First post! Well, it’s the second one but who’s counting, really?
The idea of a first post is always a bit intimidating for me. The first interaction on some platform, the first message sent in a chat room, the first email to a coworker, etc. It’s not that I need convincing. I want to be doing this. It’s not that I don’t know what to write, either. I do have a lot of ideas floating around. Some notes even (hey, I came prepared). I just don’t often know where to start.
I guess there’s a desire to be clever in there. I want to write something good, and my knee-jerk reaction is to think I can’t. It’s so easy to come up with justifications. Reasons to do this, or not to do that. So, it looks like I just need to break the spell. I need to get this first one out of the way.

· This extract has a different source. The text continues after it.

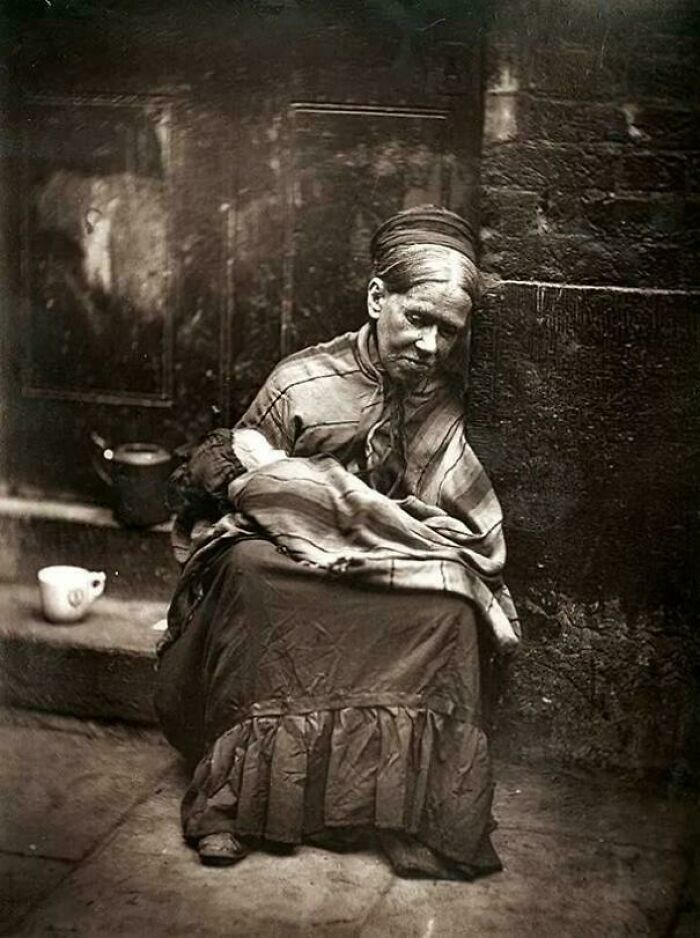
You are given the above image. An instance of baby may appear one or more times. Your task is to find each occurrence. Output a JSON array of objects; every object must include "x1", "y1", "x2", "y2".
[{"x1": 231, "y1": 429, "x2": 287, "y2": 470}]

Why start a blog in 2024? That’s like 20 years too late! Except it isn’t. There’s certainly a renaissance of the personal Web right now. The small Web. The indie Web. Maybe it’s just the bubble I’m in. Well it has to be, because it’s all I’ve been reading about for weeks now. Blogs about blogging. And then here’s mine.

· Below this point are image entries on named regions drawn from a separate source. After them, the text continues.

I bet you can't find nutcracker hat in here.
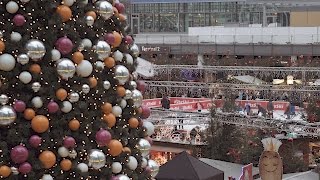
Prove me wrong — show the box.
[261,138,282,152]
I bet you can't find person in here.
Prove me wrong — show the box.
[161,96,170,109]
[267,99,274,119]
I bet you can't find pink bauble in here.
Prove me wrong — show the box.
[29,135,42,148]
[124,36,133,45]
[137,80,147,93]
[104,33,115,45]
[141,106,151,119]
[19,162,32,174]
[13,14,26,26]
[115,3,125,13]
[13,100,26,112]
[10,145,29,164]
[63,136,76,148]
[47,101,59,114]
[96,129,111,146]
[55,37,73,55]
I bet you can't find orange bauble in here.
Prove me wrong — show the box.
[103,113,117,128]
[68,119,80,131]
[0,41,6,52]
[108,139,123,156]
[23,108,36,120]
[72,52,84,64]
[60,159,72,171]
[86,11,97,20]
[112,31,122,47]
[56,88,68,101]
[57,5,72,22]
[104,57,116,69]
[0,166,11,178]
[39,151,57,169]
[117,86,126,97]
[31,115,49,133]
[101,103,112,114]
[89,77,98,88]
[29,64,41,74]
[129,118,139,128]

For simplicity, I’m going to conflate the terms “blog” and “personal website” for a minute. Alexandra makes a good argument for this distinction and I completely agree.
Of course, blogs never went away. I’ve been following some for over 10 years now and they have been immensely valuable to me. Honestly, reading blogs is probably my favourite type of reading at the moment. I’d love to tell you that I truly prefer deep reading and share my long long list of hardcovers, colour-coded and star-rated. But no, I’m not there. The reality is that I find it more and more difficult to dive deeply into long texts. More on that another day, maybe. Let’s just say that blogs are a part of my daily routine.

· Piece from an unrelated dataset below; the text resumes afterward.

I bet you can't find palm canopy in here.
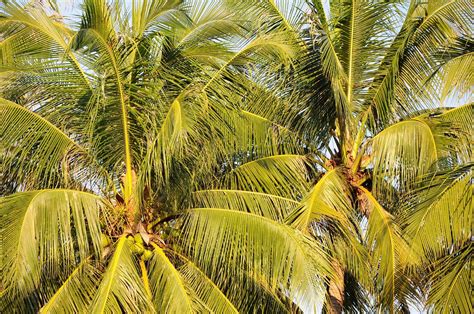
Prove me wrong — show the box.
[0,0,473,313]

For the longest time, my own website was only a simple contact page. I’d say it served me well, but the truth is that I always found it a bit sad. I wanted to do so much more with it. Once a year or so, I would sit down and make a plan. I would find some inspiration, start sketching, pick a framework (lol). And then the motivation just kind of dried. Making a website is a project and justifications are easy.
Through this, I kept reading. I marvelled at the lengthy, beautiful catalogues of posts some people have. The clever long-form articles. The hyper-personal short texts. The unfiltered stream of consciousness dumps. The bitter ones where folks suddenly break out of their established professional tone.
I also kept working... on other people’s websites. It seems so obvious now that talking about my work is the best place to start. Sure, it’s mundane, but it’s a huge part of my life. It’s a lot of what I think about.
I never really got into social media. I mean, I had a Myspace page way back when. I tried Facebook when that became a thing. I eventually joined Twitter. I briefly tried Instagram... I think what I’m trying to say is that I’ve never developed a habit of writing publicly, on any of these platforms.
These days, I find myself on Mastodon and I like it. I don’t post a lot on there, but most interactions I have seem to be genuine. I don’t see a lot of growth hacking. Maybe it’s the absence of algorithms? I don’t know. Maybe it’s just the mood I’m in now.
Generally though, the thought of investing my time in yet another platform is just not appealing, at all. From my perspective, blogs have been the warm constant, in the middle of the ever-changing landscape of the Web.
You know how some blogs have titles? Something like “Alice In Cyberspace” or “Bob’s Ramblings”. I thought mine could be “The Late Bloomer”. Yeah, I’ve changed my mind on this but the idea is sticking around. I know this about myself. It takes me a while to do anything. Bear with me, while I’m setting things up and finding my footing.